C. CHRISTINE FAIR
Pakistan continues to burnish its credentials as a state sponsor of terrorism abroad and as a repressive, murderous environment for dissidents at home. It is a well-known fact that Pakistan’s military and intelligence agencies provide a full suite of state support to a deadly menagerie of militant groups proscribed by the United Nations, the United States, and others. Pakistan’s military and intelligence agencies fete terrorist organizations such as Lashkar-e-Taiba/Jamaat-ud-Dawa, Jaish-e-Mohammad, the Afghan Taliban, and the Haqqani Network, among numerous other groups with state protection as well as financial, diplomatic, political, and military assistance. The leaders of these groups are free to assemble and address large groups, under the protection of security forces. They are free to disseminate their views on a variety of social media without any restraint.
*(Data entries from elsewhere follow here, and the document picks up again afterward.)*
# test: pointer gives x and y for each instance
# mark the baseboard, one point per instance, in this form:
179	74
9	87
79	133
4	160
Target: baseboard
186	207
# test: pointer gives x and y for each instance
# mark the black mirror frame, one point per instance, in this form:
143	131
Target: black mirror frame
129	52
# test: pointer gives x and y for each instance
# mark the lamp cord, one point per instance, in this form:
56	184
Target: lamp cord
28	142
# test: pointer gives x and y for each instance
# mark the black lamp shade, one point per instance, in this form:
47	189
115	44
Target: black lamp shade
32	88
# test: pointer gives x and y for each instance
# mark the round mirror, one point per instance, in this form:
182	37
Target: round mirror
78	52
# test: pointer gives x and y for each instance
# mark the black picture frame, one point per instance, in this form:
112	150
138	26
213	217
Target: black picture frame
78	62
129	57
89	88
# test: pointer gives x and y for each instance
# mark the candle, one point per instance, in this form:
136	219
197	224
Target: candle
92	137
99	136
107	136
They appear on Pakistan’s various television shows as popular “talking heads.” While Pakistan disingenuously claims it is waging a war on terrorists with its National Action Plan (known more appropriately as “NAP”) for purposes of receiving assistance from the United State and other partners, Pakistan is waging a real war on its critics at home and abroad. The United States needs to hold this state accountable. It should apply sanctions, deny security assistance payments, and limit the provision of military equipment and training to those that are narrowly suited for internal security operations while offering Islamabad no advantages in its incessant warmongering towards India.
War on Civil Society
Pakistani civil society has borne the brunt of the state’s predations for decades. Since 2005, ethnic dissidents have renewed their insurgency in the western province of Balochistan, following the rape of a Baloch doctor by a military man, which the army tried to cover up. While the rape triggered the current phase of the insurgency, the people of Balochistan have also been disquieted by Pakistan’s efforts to make the province ripe for Chinese exploitation under the guise of the Chinese-Pakistan Economic Corridor (CPEC). Since 2005, the Pakistani state has waged a conventional war against the Baloch and has disappeared, tortured, and murdered Baloch ethnics who oppose the state’s policies. Pakistan claims that these Baloch activists are terrorists who enjoy support from India. While some of the Baloch dissidents do engage in terrorism (i.e. targeting Punjabi teachers and other civilians), Pakistan has not marshalled convincing evidence for its claim that India is behind the unrest in the province. (Pakistan claims that it captured an Indian spy in Balochistan in March 2016. Indian intelligence claim that the former naval officer — turned businessman — was abducted from Iran and that he was not actually a spy.)